Both books include ideas about accelerating the pace of change and development. Given that clients expect results in ever shrinking timescales, it seems wise to consider some radical changes from outdoor training traditions - some of which include having the time to journey (physically and mentally) at a slower, more reflective pace. Each book offers different ideas for speeding up change using a variety of experiential learning strategies.

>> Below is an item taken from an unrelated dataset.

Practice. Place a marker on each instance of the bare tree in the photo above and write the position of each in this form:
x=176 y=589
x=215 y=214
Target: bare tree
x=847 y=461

I have, perhaps overemphasised the differences. Both books demonstrate faith in learner choice, but in Experience AI choice happens mainly at the start of the process, whereas in Outdoor Management Development, choice is ever present. Both also delight in designing inspirational exercises, but have different ideas about how participants are included in the designing process. Both value the impact of positive experiences that bring people alive and stir the emotions.
Practitioners may well want to know which approach is more effective. This will depend on the kinds of changes that clients want and on the kinds of learning processes that participants will buy into. Experience AI is more about ways of making learning designs work, whereas Outdoor Management Development is more about ways of learning from what is really happening. The best events are probably a mixture of the two - and neither approach is mutually exclusive.
But how refreshing it is to read books in this field that so powerfully argue their case! Colin Beard's Experiential Learning Toolkit (a much bigger book) provides a useful overview of many different possibilities, but each of these two books steers a much clearer course. They are guidebooks taking clear but different routes through the same terrain.